The 315th's Rhode Island units usually held their inactive training period meetings at Providence's Armory of Mounted Commands. Connecticut units held the meetings at the University Club in Hartford, and Massachusetts elements held the meetings at Boston's Post Office Building or the Army and Navy Club. The regiment conducted summer training at Fort Ethan Allen with the 1st Squadron, 3rd Cavalry Regiment. As an alternate form of training, it provided cavalry training to civilians at Fort Ethan Allen as part of the Citizens' Military Training Camp. The 315th's primary ROTC feeder schools were Massachusetts State College and Norwich University. At the latter, Vermont and New Hampshire units of the regiment conducted annual contact camps in the fall or winter. In the late 1930s, Senator Henry Cabot Lodge, Jr. served as an officer in the regiment. In January 1940, the regimental headquarters moved to Boston and all subordinate units were relocated to Massachusetts. After the United States entered World War II, most of its personnel were called up for active duty and the regiment was disbanded on 18 October 1943.

== Commanders ==
The 315th was commanded by the following officers:
- Colonel Walter Cowan Short (7 April–2 August 1918)
- Colonel Herbert R. Dean (19 January 1922 – 6 March 1930)
- Colonel Norman S. Case (6 March 1930–April 1938)

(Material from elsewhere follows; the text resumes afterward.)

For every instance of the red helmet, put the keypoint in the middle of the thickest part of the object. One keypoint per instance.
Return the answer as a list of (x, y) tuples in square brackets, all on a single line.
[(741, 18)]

- Lieutenant Colonel Harold C. Thomas (April 1938–18 January 1940)

== Heraldry ==
The 315th's distinctive unit insignia was approved on 21 November 1924 and its coat of arms was approved on 26 November. Both were rescinded on 2 March 1959. The distinctive unit insignia included a 1 1/8 in (2.86 cm) gold colored metal and enamel device, which consisted of a golden shield with a black seahorse resting on a scroll with the regimental motto, "See Only Victory", in gold letters. The colors were those of the 64th Cavalry Division, the seahorses represented the seafaring heritage of New England, where it was based, and the motto was given to the regiment by its first Regular Army instructor, Colonel Francis Marshall. The regimental coat of arms included a golden shield divided by a black stripe with a red rooster in the upper right and a winged thunderbolt in the lower left. The black seahorse was the regiment's crest, placed above the shield. The rooster represented the Rhode Islands units and the winged thunderbolt represented Connecticut, alluding to the winged thunderbolt on the flag of Revolutionary War unit Tallmadge's Dragoons.